Another example of an exploding field is evo-devo (evolutionary developmental biology), and I believe this huge success is also the result of a balance between the three approaches. Just look at this gorgeous BioAssays review, for example, as explained by PZMyers: http://pharyngula.org/index/weblog/comments/evolution_of_hormone_signaling/. It is deeply molecular, it is as comparative/ecological/evolutionary/energetic as can be, and the object of study is developmental rheostasis and evolutionary changes of its physiological control .

If all you do is genetics (especially in just one model organism), you describe but cannot explain. If you do comparative studies without genetics you are at a too high level of organization to make effective comparisons. And you ignore temporal changes at your own peril - an organism is not just its adult mature form (the standard specimen stuffed in the museum downtown), but a whole life cycle, a dynamic entity that changes all the time.

Often, a physiological mechanism is studied as an adaptation to the external environment. We teach how curious creatures manage to survive in depths of the oceans, on high mountains, in deserts, around the Poles, in salty water, or fresh water.
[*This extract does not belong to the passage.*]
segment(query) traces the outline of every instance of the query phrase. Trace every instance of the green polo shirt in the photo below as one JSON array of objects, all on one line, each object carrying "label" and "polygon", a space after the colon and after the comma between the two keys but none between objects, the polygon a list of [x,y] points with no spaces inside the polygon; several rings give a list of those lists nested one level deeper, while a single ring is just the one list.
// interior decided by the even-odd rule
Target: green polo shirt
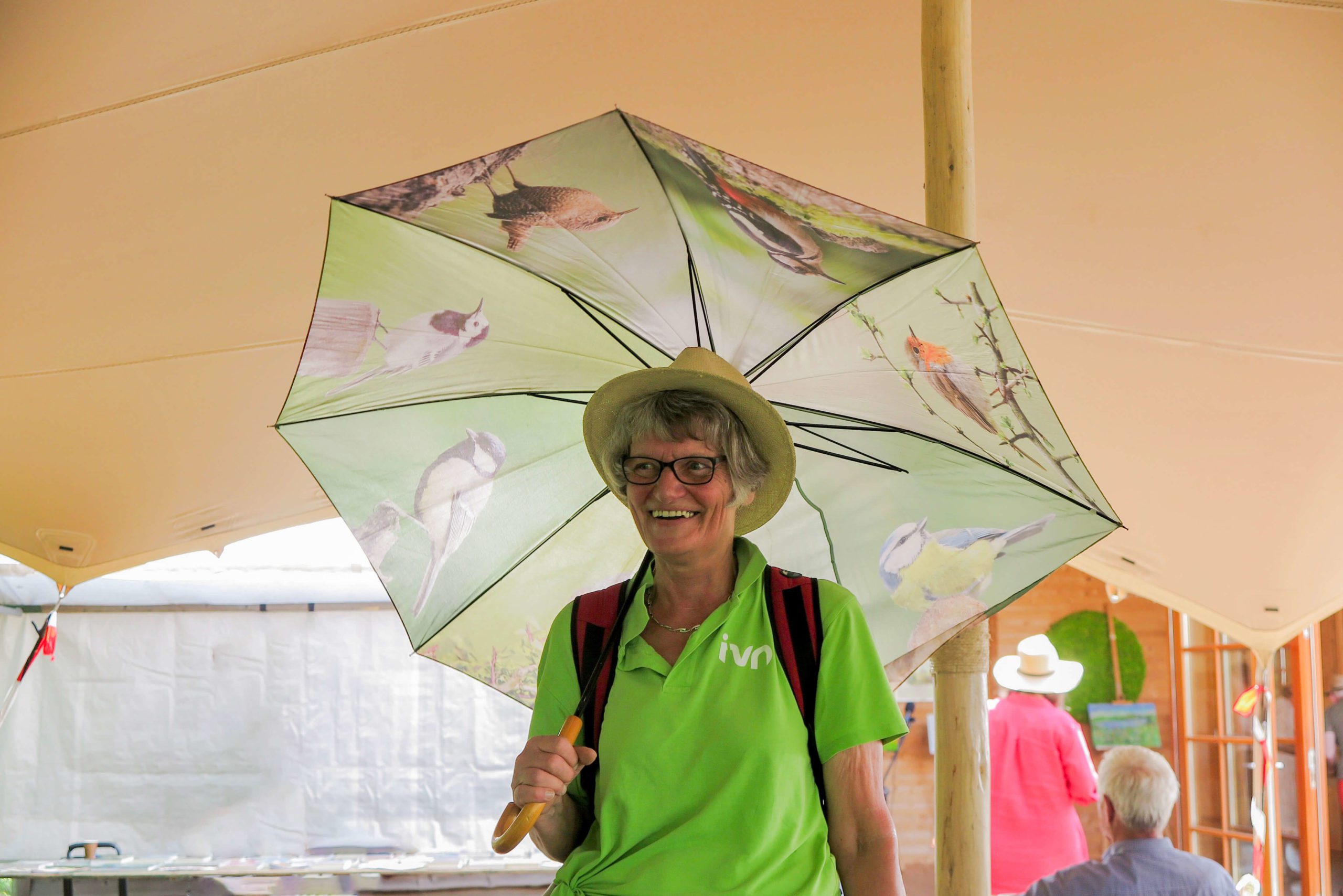
[{"label": "green polo shirt", "polygon": [[[649,619],[643,590],[651,579],[641,583],[602,723],[595,821],[556,875],[556,893],[839,892],[807,729],[774,657],[766,560],[745,539],[735,548],[732,596],[690,635],[674,665],[641,637]],[[533,737],[557,733],[579,701],[572,610],[560,613],[545,641]],[[815,724],[822,762],[904,735],[857,599],[821,582],[821,621]],[[592,805],[577,778],[569,795]]]}]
Each of these environments presents specific challenges to its inhabitants who evolve often amazing specializations for survival in such conditions. What we tend to forget is that each organism has to be adapted to a whole range of environments. The egg, the larva, the pupa, and the adult live in different environments, have different needs, and have evolved different physiological (and biochemical and behavioral) mechanisms to satisfy those needs. But that is the one and the same organism, just going through different life-stages. It has to have all of those adaptations stored somewhere inside, some expressed at one stage, others at another stage of life, and has to evolve switches that turn these mechanisms on and off at appropriate times. This is studied by Evo-Devo.

But even within a single life stage, an organism needs to be adapted to more than one environment. A rabbit in a meadow experiences a very different environment during the day, during a dark night, and during a moonlit night. The same meadow is very different in winter from what it was last spring, summer or fall. A migratory bird's or whale's breeding grounds and overwintering grounds are likely to be very different from each other. A crab encounters a different beach during high and low tides. An organism has to have evolved biochemical, physiological and behavioral adaptations to all those disparate environments, as well as switches that turn these adaptations on and off at appropriate times, often very quickly. Because the switches have to act so fast, many of them have evolved to act independently of the environmental triggers. The environmental cycles, like day and night, tides, moon phases and seasons, are very predictable, thus a switch can get started in advance of the environmental change, thus rendering the organism "ready" for the new environment just in time for its appearance. Even if the organism is removed from the cyclical environment, the switches keep going on and off, and the physiological state of the organism keeps oscillating on its own, becoming a timer: a biological clock. The mechanisms of such oscillations, as well as various uses that organisms put their clocks to are studied by Chronobiology.

In the weeks and months to come, I will be writing about Chronobiology in many different ways: fun facts and quotes, anecdotes and gossip, tutorials and editorials, commenting on news and media reports, describing classical experiments, dipping into the history of the field, as well as analysis of brand new research papers. Oh, am I going to have fun doing this!